Mr. Slaughter: I entirely accept what you say, Mr. Deputy Speaker. I do, however, have the transcript of that conversation in front of me, and I am prepared to make it available to any other hon. Members, who can make their own judgment about it. I simply say that I do not believe that the hon. Member for Henley is a person Londoners would trust to run policing because of his own personal record as dictated in that phone conversation.
6.38 pm
Robert Neill (Bromley and Chislehurst) (Con):
I shall be very brief and not go down the route taken by the hon. Member for Ealing, Acton and Shepherds Bush
(Mr. Slaughter). I think that the tetchiness that we have seen from Labour Members indicates that a raw nerve has been struck and that our points have hit home.
I do not seek to talk London down or to denigrate good work that is done in London. However, I want to know, as do all of us who have constituents in London, how we can make things better and why, against this background, Londons great competitor city of New York has done better at dealing with crime than we have and is now safer than London. I have two key points to make on that.
First, I went to New York recently and spoke to a precinct captain in the Red Hook district of Brooklyna tough area. He made the point that the political commitment of Mayor Giuliani and Mayor Bloomberg was a key factor in giving the drive necessary to support police officers and the community as a whole in tackling crime.
Secondly, the specific technical advantages of the CompStat system and crime mapping had given the police and the community the material that they needed to work together to tackle crime in one of the hardest parts of New York. I am sorry that that proposal from my hon. Friend the Member for Henley (Mr. Johnson) has been so airily dismissed by Labour Members. London deserves better than that. It is a serious proposal, accepted by serious people tackling crime in another city. I would have hoped that we were broad-minded enough to work together and take that on board. I would have thought that we all wanted to do justice to the tackling of crime in this city in such a constructive spirit. I am sorry that that has not always been achieved in this debate.
6.40 pm
James Brokenshire (Hornchurch) (Con): It is a pleasure to follow my hon. Friend the Member for Bromley and Chislehurst (Robert Neill), who made an important point in his comparison of London and New York.

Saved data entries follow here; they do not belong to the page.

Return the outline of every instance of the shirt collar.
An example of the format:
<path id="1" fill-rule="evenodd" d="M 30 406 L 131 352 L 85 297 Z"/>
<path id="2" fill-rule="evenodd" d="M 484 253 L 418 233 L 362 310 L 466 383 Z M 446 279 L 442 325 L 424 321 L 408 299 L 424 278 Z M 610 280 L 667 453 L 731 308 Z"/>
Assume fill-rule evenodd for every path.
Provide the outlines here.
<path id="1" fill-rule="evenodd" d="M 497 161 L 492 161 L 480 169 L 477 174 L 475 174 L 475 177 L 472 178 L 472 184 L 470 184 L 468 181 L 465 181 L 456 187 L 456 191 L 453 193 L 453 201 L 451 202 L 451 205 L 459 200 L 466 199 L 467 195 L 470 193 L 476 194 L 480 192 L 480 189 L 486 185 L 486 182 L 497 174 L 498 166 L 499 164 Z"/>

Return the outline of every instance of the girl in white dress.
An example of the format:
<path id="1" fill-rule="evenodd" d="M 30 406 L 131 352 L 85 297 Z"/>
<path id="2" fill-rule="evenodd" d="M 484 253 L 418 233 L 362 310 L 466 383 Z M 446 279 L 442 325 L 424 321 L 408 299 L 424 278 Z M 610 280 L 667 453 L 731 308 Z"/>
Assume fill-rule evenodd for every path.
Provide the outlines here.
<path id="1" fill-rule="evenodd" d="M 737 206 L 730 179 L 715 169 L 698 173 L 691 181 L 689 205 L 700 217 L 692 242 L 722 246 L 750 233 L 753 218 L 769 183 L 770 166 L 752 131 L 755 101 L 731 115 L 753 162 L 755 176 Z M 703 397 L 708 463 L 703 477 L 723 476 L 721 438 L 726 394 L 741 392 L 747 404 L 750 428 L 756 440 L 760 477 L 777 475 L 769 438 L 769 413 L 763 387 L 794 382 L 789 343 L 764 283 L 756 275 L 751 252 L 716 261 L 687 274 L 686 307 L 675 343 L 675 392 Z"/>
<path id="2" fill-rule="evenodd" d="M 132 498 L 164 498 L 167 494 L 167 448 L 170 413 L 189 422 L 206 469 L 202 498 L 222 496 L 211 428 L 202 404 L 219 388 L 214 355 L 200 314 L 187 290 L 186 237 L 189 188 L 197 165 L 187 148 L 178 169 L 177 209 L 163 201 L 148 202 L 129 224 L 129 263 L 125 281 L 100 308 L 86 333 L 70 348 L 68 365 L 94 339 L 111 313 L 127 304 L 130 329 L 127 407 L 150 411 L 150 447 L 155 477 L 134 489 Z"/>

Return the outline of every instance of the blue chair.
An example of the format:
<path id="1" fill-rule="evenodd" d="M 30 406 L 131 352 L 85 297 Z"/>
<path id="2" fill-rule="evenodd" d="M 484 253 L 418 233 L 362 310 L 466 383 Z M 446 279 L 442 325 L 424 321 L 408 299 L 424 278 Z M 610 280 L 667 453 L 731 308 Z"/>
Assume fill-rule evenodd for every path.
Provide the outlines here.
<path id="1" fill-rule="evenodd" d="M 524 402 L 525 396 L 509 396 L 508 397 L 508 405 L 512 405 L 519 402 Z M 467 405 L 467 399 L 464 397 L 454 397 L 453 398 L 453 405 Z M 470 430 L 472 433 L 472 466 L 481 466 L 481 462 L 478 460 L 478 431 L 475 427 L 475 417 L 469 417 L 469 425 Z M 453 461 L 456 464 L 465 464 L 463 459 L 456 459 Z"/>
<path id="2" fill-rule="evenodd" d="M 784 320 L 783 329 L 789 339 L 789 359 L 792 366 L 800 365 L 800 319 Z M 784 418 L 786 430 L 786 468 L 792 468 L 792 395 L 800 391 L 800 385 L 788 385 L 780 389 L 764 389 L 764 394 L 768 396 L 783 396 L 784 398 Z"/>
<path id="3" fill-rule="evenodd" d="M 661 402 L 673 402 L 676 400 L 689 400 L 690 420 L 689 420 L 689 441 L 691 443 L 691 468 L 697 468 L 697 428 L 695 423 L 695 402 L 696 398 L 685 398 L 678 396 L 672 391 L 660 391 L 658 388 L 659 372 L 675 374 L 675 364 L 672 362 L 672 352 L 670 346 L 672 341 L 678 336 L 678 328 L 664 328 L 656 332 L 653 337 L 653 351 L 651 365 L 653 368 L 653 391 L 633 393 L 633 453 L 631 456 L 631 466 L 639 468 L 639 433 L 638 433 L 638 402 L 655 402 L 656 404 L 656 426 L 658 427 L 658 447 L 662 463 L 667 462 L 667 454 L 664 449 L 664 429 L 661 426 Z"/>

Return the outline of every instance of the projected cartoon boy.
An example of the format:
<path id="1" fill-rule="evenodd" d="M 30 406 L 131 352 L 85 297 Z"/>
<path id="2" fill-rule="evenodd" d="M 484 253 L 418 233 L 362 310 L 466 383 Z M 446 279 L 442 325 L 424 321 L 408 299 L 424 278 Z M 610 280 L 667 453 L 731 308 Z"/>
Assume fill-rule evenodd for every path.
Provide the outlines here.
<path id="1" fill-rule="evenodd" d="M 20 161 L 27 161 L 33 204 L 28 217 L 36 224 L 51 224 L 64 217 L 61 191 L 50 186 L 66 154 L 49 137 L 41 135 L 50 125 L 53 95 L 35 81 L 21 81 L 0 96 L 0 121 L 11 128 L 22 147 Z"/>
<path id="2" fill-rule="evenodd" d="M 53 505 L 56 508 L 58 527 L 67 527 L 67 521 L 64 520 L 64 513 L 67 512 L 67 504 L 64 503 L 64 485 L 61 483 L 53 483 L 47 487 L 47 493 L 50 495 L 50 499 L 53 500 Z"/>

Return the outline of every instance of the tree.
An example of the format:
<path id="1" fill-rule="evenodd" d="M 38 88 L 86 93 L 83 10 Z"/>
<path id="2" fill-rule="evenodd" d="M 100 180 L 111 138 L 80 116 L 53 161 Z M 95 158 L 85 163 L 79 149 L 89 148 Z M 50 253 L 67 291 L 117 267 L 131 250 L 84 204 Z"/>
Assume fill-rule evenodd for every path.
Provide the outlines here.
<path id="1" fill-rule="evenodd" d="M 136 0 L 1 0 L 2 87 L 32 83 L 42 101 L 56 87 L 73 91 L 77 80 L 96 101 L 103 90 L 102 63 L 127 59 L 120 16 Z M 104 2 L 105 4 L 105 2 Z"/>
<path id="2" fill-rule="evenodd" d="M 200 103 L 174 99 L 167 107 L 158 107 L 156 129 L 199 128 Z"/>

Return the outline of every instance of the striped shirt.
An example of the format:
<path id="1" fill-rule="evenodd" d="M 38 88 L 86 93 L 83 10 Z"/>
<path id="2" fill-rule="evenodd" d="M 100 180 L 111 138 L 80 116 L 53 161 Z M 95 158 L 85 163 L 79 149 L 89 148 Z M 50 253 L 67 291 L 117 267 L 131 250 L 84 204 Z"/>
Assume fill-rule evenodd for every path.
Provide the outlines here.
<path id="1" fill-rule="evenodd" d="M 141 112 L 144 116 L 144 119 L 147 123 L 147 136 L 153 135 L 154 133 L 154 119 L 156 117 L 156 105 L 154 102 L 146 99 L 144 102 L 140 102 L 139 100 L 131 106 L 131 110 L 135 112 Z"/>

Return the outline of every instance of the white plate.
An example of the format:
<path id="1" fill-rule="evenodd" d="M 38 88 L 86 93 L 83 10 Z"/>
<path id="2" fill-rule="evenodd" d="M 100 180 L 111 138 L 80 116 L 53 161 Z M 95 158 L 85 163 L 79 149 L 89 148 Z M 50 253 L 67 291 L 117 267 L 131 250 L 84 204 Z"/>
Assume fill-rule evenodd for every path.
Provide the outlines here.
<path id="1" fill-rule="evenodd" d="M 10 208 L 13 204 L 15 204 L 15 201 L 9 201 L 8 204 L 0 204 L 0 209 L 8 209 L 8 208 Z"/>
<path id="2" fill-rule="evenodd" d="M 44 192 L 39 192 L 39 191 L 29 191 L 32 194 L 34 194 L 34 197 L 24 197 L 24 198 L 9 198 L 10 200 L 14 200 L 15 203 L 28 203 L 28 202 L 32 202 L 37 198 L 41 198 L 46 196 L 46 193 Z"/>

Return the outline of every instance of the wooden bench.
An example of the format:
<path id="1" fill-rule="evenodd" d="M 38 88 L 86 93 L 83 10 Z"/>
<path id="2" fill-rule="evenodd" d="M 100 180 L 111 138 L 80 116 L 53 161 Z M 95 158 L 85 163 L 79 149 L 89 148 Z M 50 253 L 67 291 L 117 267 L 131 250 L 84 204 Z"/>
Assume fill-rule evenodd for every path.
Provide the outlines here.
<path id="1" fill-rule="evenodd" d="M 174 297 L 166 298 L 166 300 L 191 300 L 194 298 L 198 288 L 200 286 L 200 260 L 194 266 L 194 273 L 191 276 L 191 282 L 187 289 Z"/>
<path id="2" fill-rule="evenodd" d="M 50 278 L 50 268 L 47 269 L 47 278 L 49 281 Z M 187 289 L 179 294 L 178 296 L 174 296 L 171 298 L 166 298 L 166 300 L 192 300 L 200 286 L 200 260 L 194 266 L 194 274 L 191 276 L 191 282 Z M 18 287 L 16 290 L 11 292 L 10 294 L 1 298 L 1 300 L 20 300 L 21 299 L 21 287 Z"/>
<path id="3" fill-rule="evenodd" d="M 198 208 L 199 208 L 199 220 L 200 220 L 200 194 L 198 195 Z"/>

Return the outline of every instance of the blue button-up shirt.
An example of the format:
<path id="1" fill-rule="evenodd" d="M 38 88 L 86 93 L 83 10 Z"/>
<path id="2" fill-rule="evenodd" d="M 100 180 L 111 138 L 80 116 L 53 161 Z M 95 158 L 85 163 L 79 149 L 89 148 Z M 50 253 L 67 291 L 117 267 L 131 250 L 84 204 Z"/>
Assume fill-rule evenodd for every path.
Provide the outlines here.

I join other hon. Members in paying tribute to the work of all police officers in the capital in their daily fight against crime. The Metropolitan police, the City of London police and the British Transport police all work hard on our behalf to secure the protection of everyone who lives and works in the capital. It is right that we should recognise their service, commitment and dedication to duty. But the inescapable fact highlighted by the debate is that the Labour Mayor and the Labour Government are letting London down on crime. Violence against the person is up, with over 3,300 crimes committed each week. Drug offences, with their links to organised crime and gang violence, have increased by an astonishing 200 per cent. since the Mayor came to office, and nearly half of Londoners say that they simply do not feel safe in their communities at night. If that is a measure of success it shows just how out of touch the Government and the Mayor are with reality and with real Londoners.